II.Abdülhamit ve Eğitim

    2.Abdülhamit’in otuz üç yıl kaldığı padişahlık döneminde imar yanında eğitimin yayılmasını sağlayacak bazı reformlara da başvurulmuştur. Modern eğitim, bu dönemde yerleştiğinden devlet, eğitimdeki görevinin bilincine varmıştır. Yeni okullara devletçe mali yardım sağlanması ve yeniden Darülfünun eğitim hayatına geçirilmek istenmesi eğitim konusunda yapılmak istenen atılımlardan birkaçıdır.

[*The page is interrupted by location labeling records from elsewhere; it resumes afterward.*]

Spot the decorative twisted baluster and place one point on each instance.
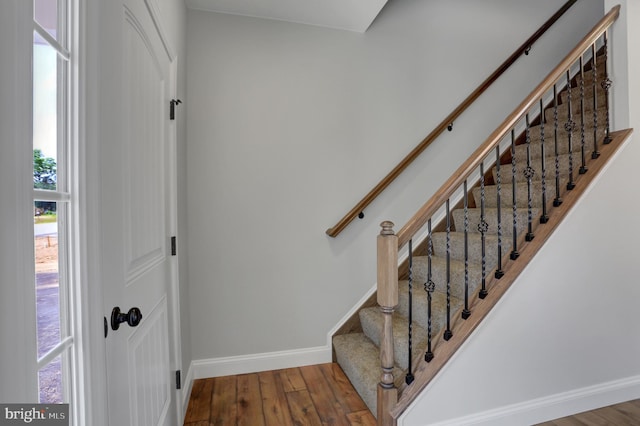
(529, 173)
(583, 165)
(448, 334)
(544, 218)
(483, 227)
(556, 201)
(570, 127)
(606, 85)
(595, 154)
(409, 377)
(499, 272)
(514, 252)
(429, 287)
(466, 313)
(387, 295)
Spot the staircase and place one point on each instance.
(490, 207)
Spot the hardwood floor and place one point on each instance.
(313, 395)
(322, 395)
(626, 413)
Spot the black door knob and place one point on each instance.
(133, 317)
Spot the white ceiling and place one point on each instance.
(352, 15)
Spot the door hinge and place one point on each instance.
(172, 108)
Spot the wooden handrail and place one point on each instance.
(456, 180)
(406, 161)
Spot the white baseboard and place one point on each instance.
(187, 385)
(242, 364)
(552, 407)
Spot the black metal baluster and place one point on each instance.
(595, 154)
(429, 287)
(544, 218)
(570, 126)
(557, 201)
(466, 313)
(448, 334)
(583, 165)
(606, 85)
(483, 227)
(409, 377)
(529, 173)
(514, 252)
(499, 272)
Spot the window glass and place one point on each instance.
(45, 115)
(47, 276)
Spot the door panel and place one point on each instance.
(135, 188)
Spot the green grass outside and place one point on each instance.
(45, 218)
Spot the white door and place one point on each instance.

Eğitimin Türklerin çoğunlukta olduğu yerlere, özellikle Anadolu’ya yönelik olması eğitimdeki en  temel reformdur.Öyle ki her yıl Anadolu'da ortalama 400 ilkokul açılmıştır.Bunda en büyük amaç Devlet en uzak köşelerine kadar merkezi otoritenin gücünü bir şekilde göstermek bürokrasiyi ve resmi kurumlaşmayı yaymak idi.Yabancı ve Azınlık okulları kontrol altına alınmış Başlarına Türk öğretmenler getirimiştir.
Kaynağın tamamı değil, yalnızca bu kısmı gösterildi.